Nachhaltiger Flugverkehr:Grünes Kerosin aus dem Chemiedreieck

Startendes Passagierflugzeug

Klimakiller Fliegen: In Burghausen möchte man dieses Problem nun lösen.

(Foto: dpa)

In Burghausen soll eine Anlage für nachhaltig produziertes Flugbenzin entstehen. Das Wie soll nun eine Machbarkeitsstudie erörtern.

Von Maximilian Gerl, Burghausen/München

Ein Konsortium bayerischer Firmen will in Burghausen eine Produktionsanlage für nachhaltig hergestelltes Flugzeugbenzin errichten. Bis Ende der 2020er-Jahre wolle man im Chemiedreieck synthetisches Kerosin "in nennenswertem Umfang" produzieren, teilten am Montag das bayerische Wirtschaftsministerium und das Petrochemieunternehmen OMV Deutschland mit, welches das Konsortium anführt. Daneben sind unter anderem Siemens Energy, MAN Energy Solutions, die Lufthansa, der Flughafen München und der Straubinger Campus der Technischen Universität München an dem Projekt beteiligt. Geplant ist demnach eine Power-to-Liquid-Anlage mit einer Jahreskapazität von zunächst 50 000 Tonnen Kerosin. Über das Investitionsvolumen wurden keine weiteren Angaben gemacht; das Wirtschaftsministerium stellt jedoch eine finanzielle Förderung in Aussicht. Die weiteren Schritte soll nun eine Machbarkeitsstudie erörtern. "Wir wollen Fliegen wieder im positiven Sinne besetzen", sagte Wirtschaftsminister Hubert Aiwanger (FW) anlässlich der Unterzeichnung einer gemeinsamen Absichtserklärung.

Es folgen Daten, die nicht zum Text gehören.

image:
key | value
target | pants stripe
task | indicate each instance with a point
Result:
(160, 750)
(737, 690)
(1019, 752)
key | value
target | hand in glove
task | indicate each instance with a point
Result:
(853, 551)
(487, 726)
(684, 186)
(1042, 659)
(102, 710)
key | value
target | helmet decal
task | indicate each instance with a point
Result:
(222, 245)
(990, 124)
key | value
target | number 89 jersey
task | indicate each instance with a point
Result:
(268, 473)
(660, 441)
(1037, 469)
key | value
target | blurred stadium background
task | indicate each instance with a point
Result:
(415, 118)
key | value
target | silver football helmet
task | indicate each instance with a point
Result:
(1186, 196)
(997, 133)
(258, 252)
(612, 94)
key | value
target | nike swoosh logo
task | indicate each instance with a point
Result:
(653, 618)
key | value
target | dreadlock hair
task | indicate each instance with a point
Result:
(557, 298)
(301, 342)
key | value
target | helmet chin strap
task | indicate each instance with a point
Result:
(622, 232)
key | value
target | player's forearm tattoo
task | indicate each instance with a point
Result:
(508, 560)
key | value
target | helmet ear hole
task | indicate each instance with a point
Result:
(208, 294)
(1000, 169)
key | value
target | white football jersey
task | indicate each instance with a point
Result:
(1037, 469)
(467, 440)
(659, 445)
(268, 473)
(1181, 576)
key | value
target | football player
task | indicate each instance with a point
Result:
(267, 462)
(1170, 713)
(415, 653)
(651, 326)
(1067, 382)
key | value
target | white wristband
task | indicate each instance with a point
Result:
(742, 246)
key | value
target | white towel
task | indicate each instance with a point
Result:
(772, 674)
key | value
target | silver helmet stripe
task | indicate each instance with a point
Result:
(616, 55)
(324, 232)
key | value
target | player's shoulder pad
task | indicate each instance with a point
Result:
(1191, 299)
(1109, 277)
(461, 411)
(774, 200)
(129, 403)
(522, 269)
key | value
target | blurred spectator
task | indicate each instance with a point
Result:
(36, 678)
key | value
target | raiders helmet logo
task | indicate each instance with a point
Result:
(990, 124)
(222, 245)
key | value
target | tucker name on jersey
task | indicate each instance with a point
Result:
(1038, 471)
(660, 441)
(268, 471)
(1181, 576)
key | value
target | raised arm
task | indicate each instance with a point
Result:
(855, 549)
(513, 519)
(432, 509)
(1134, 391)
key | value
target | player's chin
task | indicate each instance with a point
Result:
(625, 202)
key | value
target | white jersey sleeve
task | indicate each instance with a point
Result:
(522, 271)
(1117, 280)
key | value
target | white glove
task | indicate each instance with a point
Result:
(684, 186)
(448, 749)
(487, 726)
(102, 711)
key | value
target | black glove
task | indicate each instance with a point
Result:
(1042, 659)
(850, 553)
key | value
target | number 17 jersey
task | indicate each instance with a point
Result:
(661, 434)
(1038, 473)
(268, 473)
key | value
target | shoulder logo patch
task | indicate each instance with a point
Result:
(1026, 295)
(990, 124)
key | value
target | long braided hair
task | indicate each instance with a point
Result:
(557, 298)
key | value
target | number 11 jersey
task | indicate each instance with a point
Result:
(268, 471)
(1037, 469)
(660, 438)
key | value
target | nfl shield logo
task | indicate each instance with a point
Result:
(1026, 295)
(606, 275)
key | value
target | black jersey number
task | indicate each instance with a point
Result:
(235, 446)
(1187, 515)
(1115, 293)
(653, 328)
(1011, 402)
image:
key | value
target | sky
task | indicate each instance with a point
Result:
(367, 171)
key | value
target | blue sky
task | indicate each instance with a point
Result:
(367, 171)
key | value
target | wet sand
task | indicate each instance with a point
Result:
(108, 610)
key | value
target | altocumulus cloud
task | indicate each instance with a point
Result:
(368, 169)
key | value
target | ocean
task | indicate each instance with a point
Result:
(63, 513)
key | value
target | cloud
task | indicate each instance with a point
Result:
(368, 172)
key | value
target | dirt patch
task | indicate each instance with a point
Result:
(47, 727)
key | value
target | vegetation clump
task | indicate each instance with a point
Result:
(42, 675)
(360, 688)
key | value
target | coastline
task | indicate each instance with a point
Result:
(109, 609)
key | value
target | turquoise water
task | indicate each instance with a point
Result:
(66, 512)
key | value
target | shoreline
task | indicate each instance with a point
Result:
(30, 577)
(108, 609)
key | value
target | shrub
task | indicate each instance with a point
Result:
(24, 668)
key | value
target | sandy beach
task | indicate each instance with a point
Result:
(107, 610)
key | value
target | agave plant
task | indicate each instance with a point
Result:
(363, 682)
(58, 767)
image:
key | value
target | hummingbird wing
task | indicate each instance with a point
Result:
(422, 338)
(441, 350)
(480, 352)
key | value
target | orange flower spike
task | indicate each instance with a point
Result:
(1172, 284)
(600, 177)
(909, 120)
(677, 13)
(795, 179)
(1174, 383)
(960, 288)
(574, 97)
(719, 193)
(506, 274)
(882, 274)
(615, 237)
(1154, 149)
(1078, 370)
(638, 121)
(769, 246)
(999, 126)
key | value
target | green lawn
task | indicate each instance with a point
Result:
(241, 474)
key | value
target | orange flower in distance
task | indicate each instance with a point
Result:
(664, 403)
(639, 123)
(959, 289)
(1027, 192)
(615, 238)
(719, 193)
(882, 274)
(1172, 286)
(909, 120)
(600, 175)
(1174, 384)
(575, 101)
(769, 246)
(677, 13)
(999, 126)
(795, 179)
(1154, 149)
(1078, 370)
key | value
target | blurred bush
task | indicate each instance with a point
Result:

Fliegen gilt in der Tat als Klimakiller; Alternativen werden gesucht, die Co2-Emissionen des Flugverkehrs zu reduzieren. Neben Wasserstoff- und Batterielösungen sehen Expertinnen und Experten für Langstreckenflüge vor allem sogenannte Sustainable Aviation Fuels als eine Möglichkeit - allgemeiner auch E-Fuels genannt. Theoretisch ist ihr Herstellungsverfahren weitgehend bekannt: Vereinfacht wird Wasser in Sauerstoff und Wasserstoff gespalten und Letzterer mit Kohlenstoffdioxid angereichert. Damit dieser Prozess aber wirklich nachhaltig ist, muss der benötigte Strom aus erneuerbaren Energien stammen. Ein Vorteil des synthetischen Kerosins: Für Transport und Tanken kann die herkömmliche Infrastruktur genutzt werden. Ein Nachteil: Es gibt bisher kaum Produktionsanlagen für nachhaltig produziertes Flugbenzin. Und: Die Herstellung ist vergleichsweise energieintensiv. Dabei mahnen Fachleute regelmäßig an, dass die hierzulande verfügbaren Kapazitäten an Wind- und Sonnenkraft schon heute nicht ausreichten, um den Energiebedarf der Industrie zu decken.

In Deutschland gibt es bislang zur E-Fuels-Produktion nur vereinzelt Pilot- und Forschungsprojekte, darunter eines von Audi und Partnern in der Nähe von Oldenburg. Im Wirtschaftsministerium hofft man daher, dass die angedachte größere Anlage in Burghausen Vorbildcharakter entwickelt - und aufzeigt, wie die Herstellung synthetischer Treibstoffe in Industriemaßstäben gelingt. So kann sich Aiwanger vorstellen, dass die beteiligten Firmen die Technologie exportieren und neue Geschäftsfelder eröffnen. Allerdings ist das bayerische Konsortium nicht alleine auf dem Markt - und andere teils schon weiter: So will Porsche bereits kommendes Jahr in Chile zusammen mit Partnern eine Anlage mit einer Kapazität von zunächst 122 000 Liter E-Fuels in Betrieb nehmen.